Wednesday, 16 February 2011

Royal Docks Networking Event and ideas from Drew School

Lottie attended a networking event on the 9th February at Drew Primary School this was organised brilliantly by Nadine from Newham as part of Community Leaders.

It was good to meet all of those who attended, Lottie described the project aims and made contact with a wide variety of locally active people. It was especially good to talk to: local resident Rose, who suggested that young people have a much bigger investment in building projexts and new construction when they help built it themselves, Gary from Theatre Venture, Betty who runs the ASTA youth project and young people who she works with, Patrick Murphy Newham Cllr, Roger Ayrton Newham, Bobby Kensah from Norton Rose and Gary from the Royal Docks learning and activity centre.We are very much hoping they will come along to the creative activities we are running as part of the Active Community event on Saturday the 19th March at Britannia Village Hall 3-6pm.


Leaps of Imagination at Drew Primary School

On February 15th, we delivered our first session with 30 bright and inspiring Year 5 pupils in Drew Primary School. We were very impressed with their map reading skills, the wild and wonderful ideas they had for being joyful in the streets, and their ideas for how to make the new playable landscape under the DLR on the North Woolwich Road an exciting place that they and their siblings will want to play.

The session began with an introduction to the ways Ashley and Lottie work and a short discussion on what art can be. We looked at the map of the locality and children proved that they are experts on their local area. When asked about their perceptions of the area under the DLR currently, they described it as



"Cold", "Grey", "Freaky", "Echoey", "Smelly", "Scary" and "Noisy"

The pupils considered the ways they already use the streets and public spaces in ways that are joyful and creative without the use of swings, slides or other conventional playground equipment and we discovered that they have many funny, adventurous and playful activities they like to do as they move from A-B. The children came up with many ideas. We provided them with an alphabet made up of the letters found on signs in the local area.



And from these they created short snappy instructions that would make good signs. They then made signs to encourage more people to try fun activities in the streets.
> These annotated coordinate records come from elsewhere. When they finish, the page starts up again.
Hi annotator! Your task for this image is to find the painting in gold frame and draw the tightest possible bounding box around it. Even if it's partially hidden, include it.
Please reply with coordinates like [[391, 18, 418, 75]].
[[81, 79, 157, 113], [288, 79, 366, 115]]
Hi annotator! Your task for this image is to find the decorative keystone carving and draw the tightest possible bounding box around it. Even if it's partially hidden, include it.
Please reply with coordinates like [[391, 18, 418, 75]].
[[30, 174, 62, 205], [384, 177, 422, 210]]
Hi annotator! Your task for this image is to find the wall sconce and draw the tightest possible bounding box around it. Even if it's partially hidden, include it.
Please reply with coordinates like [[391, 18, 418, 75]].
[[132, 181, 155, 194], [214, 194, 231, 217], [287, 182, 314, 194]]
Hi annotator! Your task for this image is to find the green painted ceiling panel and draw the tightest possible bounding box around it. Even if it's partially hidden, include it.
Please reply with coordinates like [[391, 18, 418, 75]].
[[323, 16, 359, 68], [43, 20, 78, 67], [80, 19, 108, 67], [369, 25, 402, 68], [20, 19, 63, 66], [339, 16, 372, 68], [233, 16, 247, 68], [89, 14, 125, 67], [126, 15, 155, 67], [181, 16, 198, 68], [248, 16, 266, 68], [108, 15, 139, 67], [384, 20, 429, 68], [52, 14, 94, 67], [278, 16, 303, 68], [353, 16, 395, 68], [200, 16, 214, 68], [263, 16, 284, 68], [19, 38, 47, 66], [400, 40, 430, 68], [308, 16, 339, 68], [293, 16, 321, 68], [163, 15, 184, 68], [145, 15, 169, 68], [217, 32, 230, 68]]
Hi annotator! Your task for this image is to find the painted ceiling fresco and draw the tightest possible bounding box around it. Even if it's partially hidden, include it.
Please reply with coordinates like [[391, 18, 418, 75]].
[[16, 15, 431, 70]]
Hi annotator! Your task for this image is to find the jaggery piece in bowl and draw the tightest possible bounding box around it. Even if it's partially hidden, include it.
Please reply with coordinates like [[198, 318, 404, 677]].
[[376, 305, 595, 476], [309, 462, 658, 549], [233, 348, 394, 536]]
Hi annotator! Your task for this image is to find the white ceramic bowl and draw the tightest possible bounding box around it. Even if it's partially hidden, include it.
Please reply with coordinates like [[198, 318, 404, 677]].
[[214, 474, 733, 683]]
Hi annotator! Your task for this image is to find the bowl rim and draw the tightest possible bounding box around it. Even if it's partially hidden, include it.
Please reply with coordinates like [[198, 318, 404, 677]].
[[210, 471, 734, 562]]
On the 10th of March Lottie visited Drew Primary again to build on the ideas introduced during the first session 2 weeks earlier. I showed them the plan of the play space provided to us by Townsend. We thought about what might work well in the space, looked at the ideas they came up with last time. They had lots of creative ideas for using normal urban spaces, where no play equipment exists. Building on this, they were shown images of the work of designers and architects who, using simple, cheap materials were able to facilitate play. The challenge to them this time was to design something that would facilitate the kinds of play they said they enjoyed.
Some children volunteered to act out ideas that they and the young people from Britannia Village Hall Youth Group had previously compiled. There was a very long list which included:

basketball, tree climbing, make a den, make patterns on the ground with stones, hopscotch, jump puddles, limbo dancing, one handed handstand, skateboard, street dance, stunts, table tennis and scrambling.


To help them visualize the space their designs might go into, we taped out some of the features of the space onto the classroom carpet using electrical tape. This required team work and was successful, especially with the group of boys who took the time to work out the best way to make the circumference of the octagonal columns on the ground out of rope and tape.



They made drawings with ideas for making good use of 20cm mounds using a variety of wheeled vehicles, they also like the idea of rolling their bodies over the mounds, some of the drawings contain suggestions for colour schemes, one of them is entitled ‘the longest line of grass’ lots of ideas for making the most of gradients, drawings that show the ground being brightly coloured to encourage street dance, handholds on the slope for scrambling up, level changes that are easy to jump between and den building.